23.7 Mineral Resources Related to Surface Processes

Discuss ways in which surface processes produce ore deposits.

Weathering

Presentation content:

• Weathering creates deposits by concentrating metals into economically valuable concentrations (secondary enrichment).
• Bauxite
  • Principal ore of aluminum.
  • Forms in rainy tropical climates from chemical weathering and the removal of undesirable elements by leaching.

Notes from the lecture:

• Soils tend to have a low PH
• As those elements are a little bit heavier like aluminum, as they undergo chemical weathering they accumulate in a zone (i.e. under clay) that forms these kind of products

Other Deposits

Presentation content:

• Weathering processes concentrate metals that are deposited through low-grade primary ore.
  • Examples: copper and silver.
  • Typically occurs in deposits containing pyrite.
    • Pyrite is important because when it chemically weathers, sulfuric acid forms.
    • Enables percolating waters to dissolve the ore metals.
    • Metals gradually migrate downward through the primary ore body until they are precipitated.

Notes from the lecture:

• Easily accumulated because everything else is transported away
• Pyrite corrodes everything else and removes everything else from the system

Placer Deposits

Presentation content:

• Placers are deposits formed when heavy metals are mechanically concentrated by currents.
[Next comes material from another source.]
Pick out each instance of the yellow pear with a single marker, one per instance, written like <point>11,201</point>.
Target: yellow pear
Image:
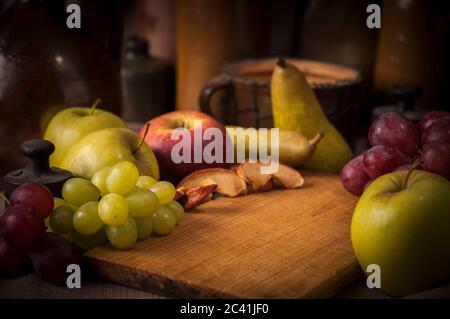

• Involve heavy and durable minerals.

• Examples include:

  • Gold.
  • Diamonds.
  • Tin.

  

Notes from the lecture:

• Crust is around 2.5-6
• Gold is about 3 times more dense than oceanic crust ~9
• Over time, river has eroded sediments
• More dense materials will concentrate in the river because other materials are eroded away easily

23.8 Nonmetallic Mineral Resources

Nonmetallic Minerals

Presentation content:

• Use of the word “mineral” is very broad
  • Materials not used for fuels or processed for metals are called nonmetallic mineral resources.
• Two common groups
  • Building materials.
  • Industrial minerals.

Notes from the lecture:

• A lot of these are used in construction materials

Building Materials

Presentation content:

• Natural aggregate
  • Crushed stone, sand, and gravel.
• Gypsum
  • Plaster and wallboard.
• Clay
  • Tile, bricks, and cement.

Notes from the lecture:

• Example: Limestone is considered both a building material and an industrial mineral. This quarry is near Amsterdam, Indiana.

Industrial Minerals

Presentation content:

• Fertilizers: Nitrate, phosphate, and potassium compounds are important to agriculture.
• Sulfur: Used to produce sulfuric acid.
• Salt: Used to “soften” water, keep streets ice-free, and as a nutrient.